Running a Scan
Open Scans → New Scan from the sidebar.
Target Configuration
Target URL
The only required field. Enter the full URL to scan, including the scheme:
https://example.com
https://staging.internal.lan:8443/app
The crawler starts from this URL. If the target needs authentication, expand the Authentication section before submitting.
AI Verification
Toggle AI Verification on to have the scanner send findings to an LLM after the scan runs. The expanded section exposes:
| Field | Description |
|---|---|
| Provider | Anthropic or OpenAI. |
| Model | Optional. Leave blank to use the provider’s default (claude-sonnet-4-6 for Anthropic, gpt-4o for OpenAI). |
| API Key | Per-scan key. Leave blank to fall back to the global key saved in Settings, then to the corresponding environment variable. |
| Findings to Verify | Any confidence, Medium & low confidence, or Low confidence only.
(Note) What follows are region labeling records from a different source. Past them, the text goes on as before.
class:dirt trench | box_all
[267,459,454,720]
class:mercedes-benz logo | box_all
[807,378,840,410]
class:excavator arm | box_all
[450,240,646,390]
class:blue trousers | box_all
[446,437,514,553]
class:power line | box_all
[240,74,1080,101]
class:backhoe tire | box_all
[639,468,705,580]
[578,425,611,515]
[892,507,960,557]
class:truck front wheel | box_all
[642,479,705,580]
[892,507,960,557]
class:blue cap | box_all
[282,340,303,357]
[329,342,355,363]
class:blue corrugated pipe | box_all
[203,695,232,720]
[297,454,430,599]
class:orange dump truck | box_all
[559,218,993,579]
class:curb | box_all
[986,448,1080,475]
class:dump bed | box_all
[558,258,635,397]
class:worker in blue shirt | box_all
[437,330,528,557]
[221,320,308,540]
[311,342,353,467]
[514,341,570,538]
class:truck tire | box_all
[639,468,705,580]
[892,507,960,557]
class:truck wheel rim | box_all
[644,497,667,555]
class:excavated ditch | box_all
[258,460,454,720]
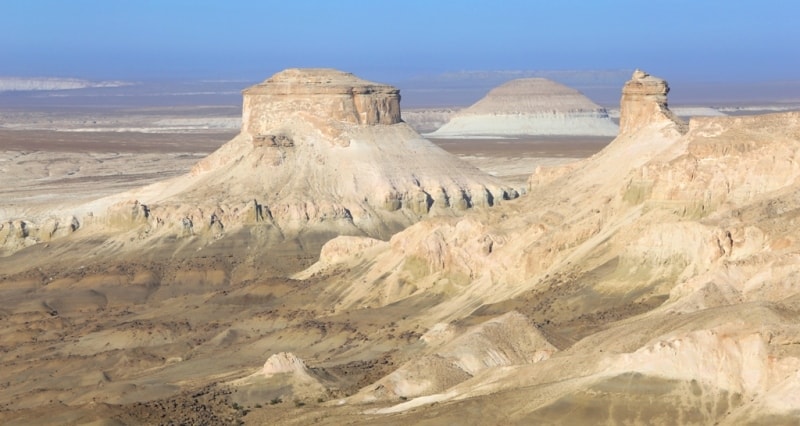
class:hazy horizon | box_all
[0,0,800,83]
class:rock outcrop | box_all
[297,71,800,424]
[242,69,401,136]
[619,69,685,133]
[430,78,617,137]
[0,69,519,260]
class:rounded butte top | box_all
[428,78,618,137]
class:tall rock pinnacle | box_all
[619,69,686,134]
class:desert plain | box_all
[0,73,800,425]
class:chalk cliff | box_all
[430,78,617,137]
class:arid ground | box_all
[0,115,610,424]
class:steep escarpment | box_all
[430,78,617,137]
[0,69,519,262]
[282,71,800,424]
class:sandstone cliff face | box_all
[242,69,401,136]
[298,72,800,424]
[0,69,519,260]
[430,78,617,137]
[619,70,681,133]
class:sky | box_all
[0,0,800,86]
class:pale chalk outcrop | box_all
[429,78,617,137]
[0,69,519,258]
[619,69,683,133]
[296,72,800,424]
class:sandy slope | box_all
[0,69,800,424]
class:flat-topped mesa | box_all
[242,68,401,136]
[619,69,688,134]
[430,78,617,137]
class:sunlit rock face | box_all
[619,69,685,133]
[4,69,519,258]
[242,69,401,136]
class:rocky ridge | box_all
[429,78,617,137]
[0,69,519,262]
[282,71,800,424]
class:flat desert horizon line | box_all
[0,70,800,109]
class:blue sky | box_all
[0,0,800,81]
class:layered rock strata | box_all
[0,69,518,258]
[430,78,617,137]
[619,69,686,133]
[297,71,800,424]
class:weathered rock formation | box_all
[430,78,617,137]
[290,71,800,424]
[242,69,401,136]
[619,69,683,133]
[0,69,518,262]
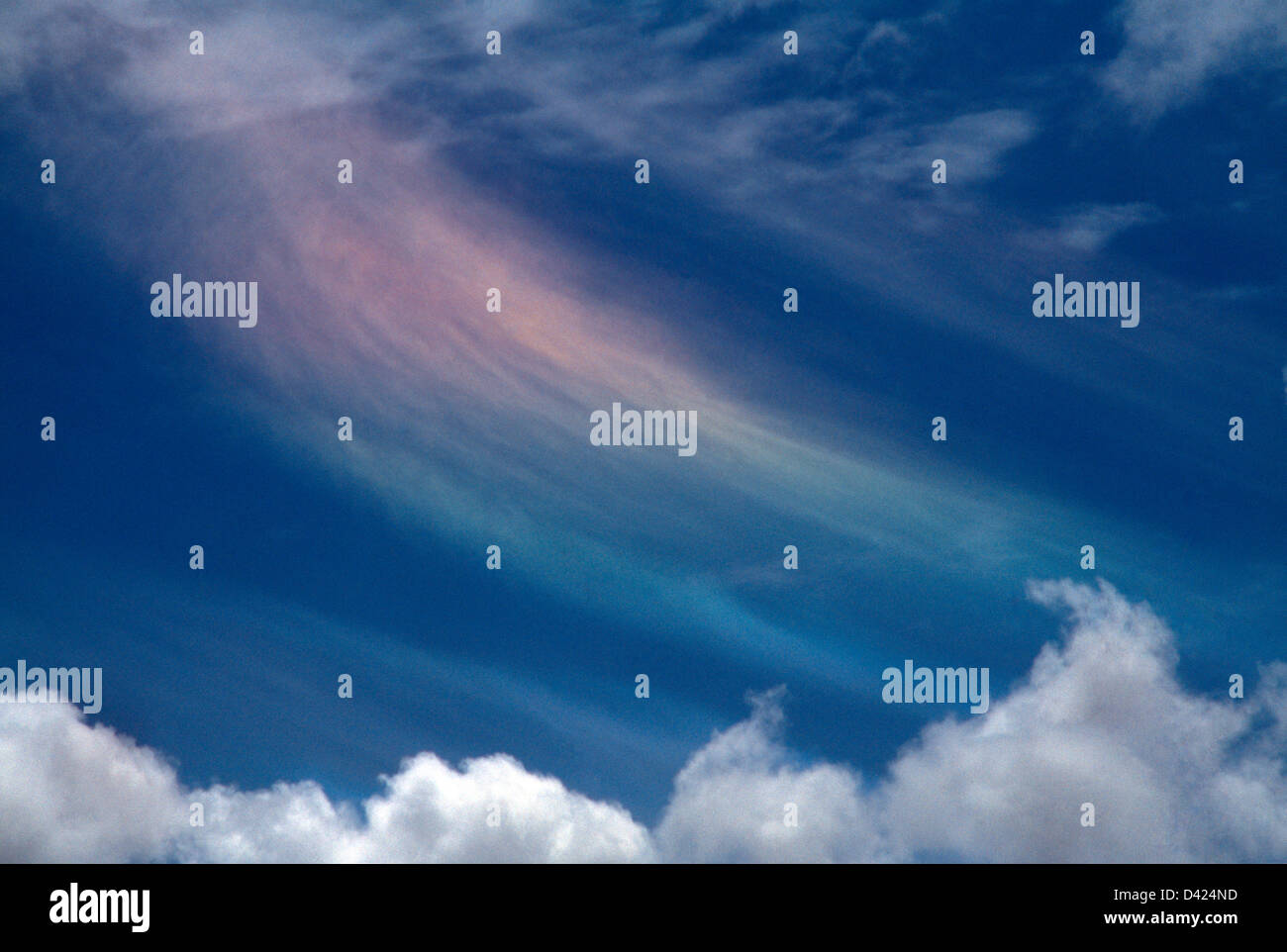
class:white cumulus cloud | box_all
[0,580,1287,862]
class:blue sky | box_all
[0,0,1287,859]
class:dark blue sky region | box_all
[0,3,1287,823]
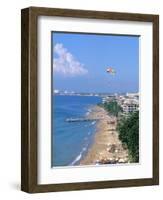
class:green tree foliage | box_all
[117,111,139,162]
[103,101,122,117]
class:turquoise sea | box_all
[52,95,101,167]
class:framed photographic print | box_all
[21,7,159,193]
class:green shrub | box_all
[117,111,139,162]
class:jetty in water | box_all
[66,117,100,122]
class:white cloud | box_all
[53,43,88,76]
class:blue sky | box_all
[52,32,139,93]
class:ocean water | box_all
[52,96,101,167]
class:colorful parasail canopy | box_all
[106,67,116,75]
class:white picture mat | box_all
[37,16,153,184]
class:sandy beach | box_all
[80,106,128,165]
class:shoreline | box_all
[79,105,129,165]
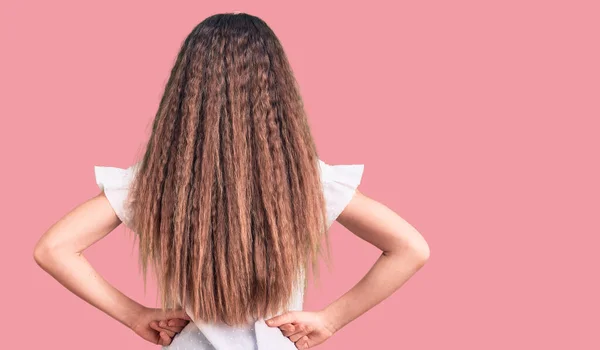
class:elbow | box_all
[33,240,55,270]
[395,234,431,270]
[412,239,430,269]
[33,241,49,267]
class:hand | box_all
[131,307,190,345]
[266,311,336,349]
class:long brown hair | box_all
[128,13,327,325]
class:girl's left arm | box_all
[33,192,189,345]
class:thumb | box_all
[266,312,298,327]
[165,309,192,321]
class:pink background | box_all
[0,0,600,350]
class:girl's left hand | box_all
[131,307,190,345]
[266,311,335,349]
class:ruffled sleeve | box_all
[319,159,364,227]
[94,166,134,226]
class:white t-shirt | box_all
[94,160,364,350]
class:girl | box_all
[34,13,429,350]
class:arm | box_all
[322,191,429,332]
[34,192,186,345]
[267,190,429,349]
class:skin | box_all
[33,192,190,345]
[34,190,429,349]
[267,190,429,349]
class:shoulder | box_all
[319,159,365,226]
[94,163,138,226]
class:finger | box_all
[266,312,296,327]
[294,335,310,349]
[158,321,181,337]
[159,324,175,338]
[165,309,192,321]
[159,332,171,345]
[279,323,297,337]
[288,332,308,343]
[167,318,190,327]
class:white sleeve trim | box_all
[94,166,132,226]
[319,159,364,227]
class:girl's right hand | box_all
[266,311,336,349]
[131,307,190,345]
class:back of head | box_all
[129,13,326,324]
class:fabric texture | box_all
[94,159,364,350]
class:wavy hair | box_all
[128,13,327,325]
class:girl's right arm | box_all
[267,190,429,349]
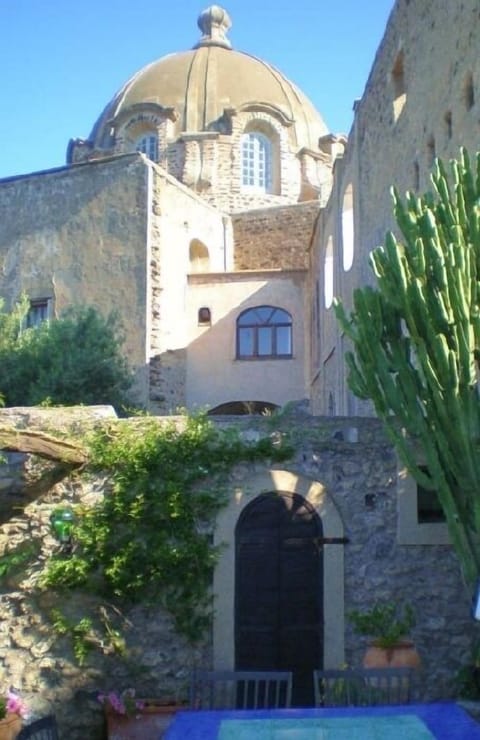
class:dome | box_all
[89,5,328,150]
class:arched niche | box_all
[189,239,210,272]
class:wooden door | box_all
[235,493,323,706]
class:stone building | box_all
[0,0,480,736]
[308,0,480,415]
[0,6,344,413]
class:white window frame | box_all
[241,131,273,193]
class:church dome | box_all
[89,5,328,151]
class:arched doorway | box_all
[235,492,323,706]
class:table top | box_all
[165,702,480,740]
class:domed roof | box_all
[90,5,328,149]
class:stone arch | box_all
[213,469,345,669]
[208,401,279,416]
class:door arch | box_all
[234,491,323,706]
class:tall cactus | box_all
[335,149,480,583]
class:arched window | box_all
[237,306,292,360]
[323,236,333,308]
[342,183,355,272]
[241,131,273,193]
[135,134,158,162]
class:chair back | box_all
[190,670,292,709]
[17,714,59,740]
[313,668,412,707]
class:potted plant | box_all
[98,689,185,740]
[347,601,420,668]
[0,691,27,740]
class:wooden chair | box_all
[190,670,292,709]
[313,668,412,707]
[17,714,59,740]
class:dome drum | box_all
[67,5,332,210]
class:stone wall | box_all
[0,407,474,740]
[311,0,480,414]
[232,201,318,270]
[0,154,149,402]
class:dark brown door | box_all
[235,493,323,706]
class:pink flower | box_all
[7,691,28,717]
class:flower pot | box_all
[363,640,421,668]
[0,713,22,740]
[106,699,185,740]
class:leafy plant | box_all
[347,601,415,649]
[52,609,95,665]
[335,149,480,585]
[43,414,291,642]
[98,689,145,717]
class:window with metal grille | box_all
[242,131,272,193]
[26,298,51,329]
[237,306,292,360]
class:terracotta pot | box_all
[0,713,22,740]
[106,699,186,740]
[363,640,420,668]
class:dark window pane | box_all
[277,326,292,355]
[258,326,273,355]
[255,306,274,324]
[270,308,292,324]
[238,328,254,357]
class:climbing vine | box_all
[43,414,291,642]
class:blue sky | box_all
[0,0,393,178]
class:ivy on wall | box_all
[42,414,292,643]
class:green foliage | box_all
[0,541,39,582]
[336,150,480,583]
[0,297,131,408]
[52,609,94,665]
[44,414,291,642]
[347,601,415,648]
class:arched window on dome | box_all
[237,306,292,360]
[241,131,273,193]
[135,134,158,162]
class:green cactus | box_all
[335,149,480,583]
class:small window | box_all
[417,465,445,524]
[241,131,273,193]
[427,136,437,167]
[26,298,51,329]
[413,162,420,193]
[237,306,292,360]
[136,134,158,162]
[392,51,407,121]
[444,110,453,139]
[463,72,475,110]
[198,306,212,326]
[397,461,450,545]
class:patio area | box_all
[165,702,480,740]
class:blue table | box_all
[165,702,480,740]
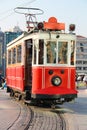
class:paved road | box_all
[0,90,31,130]
[0,90,20,130]
[60,88,87,130]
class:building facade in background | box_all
[0,26,23,77]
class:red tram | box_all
[6,17,77,104]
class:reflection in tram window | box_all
[17,45,21,63]
[46,41,56,63]
[34,44,37,64]
[71,41,75,65]
[58,42,68,64]
[8,50,11,64]
[39,40,44,64]
[12,48,16,64]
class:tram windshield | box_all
[46,41,57,63]
[46,41,68,64]
[46,41,75,65]
[58,42,68,64]
[33,39,75,65]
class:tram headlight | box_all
[51,76,62,86]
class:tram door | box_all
[25,39,32,90]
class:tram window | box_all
[17,45,21,63]
[12,48,16,64]
[39,40,44,64]
[46,41,56,63]
[34,44,37,64]
[58,42,68,64]
[71,41,75,65]
[8,50,11,65]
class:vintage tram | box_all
[6,17,77,104]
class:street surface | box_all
[62,88,87,130]
[0,88,87,130]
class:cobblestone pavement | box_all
[0,90,65,130]
[0,90,31,130]
[62,87,87,130]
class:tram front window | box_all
[46,41,56,63]
[71,41,75,65]
[58,42,68,64]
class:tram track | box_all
[7,97,66,130]
[25,106,66,130]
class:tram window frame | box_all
[8,50,12,65]
[46,40,57,64]
[70,40,75,65]
[12,47,17,64]
[58,41,68,64]
[33,42,37,65]
[17,45,22,63]
[38,39,44,64]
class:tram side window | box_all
[38,40,44,64]
[12,48,16,64]
[58,42,68,64]
[8,50,11,65]
[17,45,21,63]
[46,41,56,63]
[34,44,37,64]
[71,41,75,65]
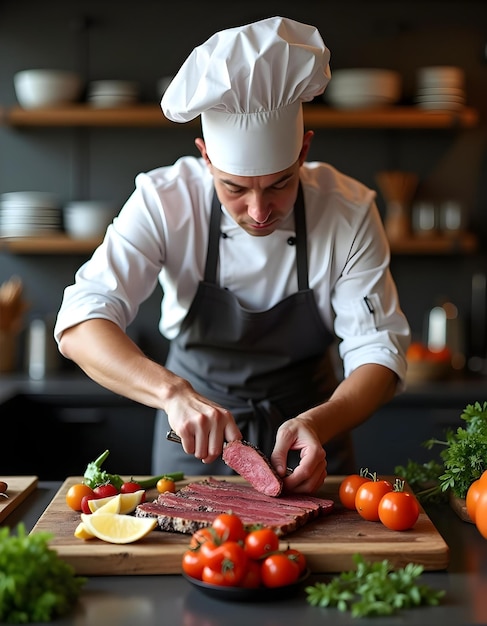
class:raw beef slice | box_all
[222,441,283,497]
Controls which findings are sent to the AI. Rules without an AI prompt are skipped. |
| Active verification mode | Checkbox, on by default. When on, the AI may request follow-up HTTP requests to confirm a vulnerability. When off, the AI only reviews the evidence the scanner already collected. |
See AI Verification for a deeper explanation of the two modes.
Authentication
Click Authentication to expand. Two inputs:
- Custom Headers: textarea, one header per line, format
Name: Value. - Cookies: single line, standard cookie header format (
session=abc123; token=xyz).
Both are sent with every request the scanner and crawler make to the target.
Advanced Options
Click Advanced Options to expand. Available knobs:
| Field | Default | Notes |
|---|---|---|
| Scan Name | (none) | Optional label shown on the scan list. |
| Rule Tags | (none) | Comma-separated tag filter, e.g. xss, sqli, lfi. The authoritative tag list for your installation is under Rules in the sidebar. |
| Concurrency | 10 | Number of concurrent scan tasks. |
| Scan Depth | 2 | Payload depth level. |
| Timeout (seconds) | 30 | Per-request HTTP timeout. |
| Request Delay (ms) | 0 | Delay between scan requests; raise this to rate-limit a fragile target. |
| Passive scan only | off | When on, Taka skips rules that send attack payloads. |
| Spider (sub-toggle) | on | Expands to expose Max Depth (default 4), Max URLs (default 1500), and Exclude URL Patterns (one regex per line). |
| Browser Crawl | Auto-detect | Headless Chromium for JavaScript-rendered pages. Choices: Off, Auto-detect, Always On. |
Submitting
Click Start Scan at the bottom of the form. Taka redirects to the scan detail page, which streams status and findings live as the scan progresses. See Scan Results.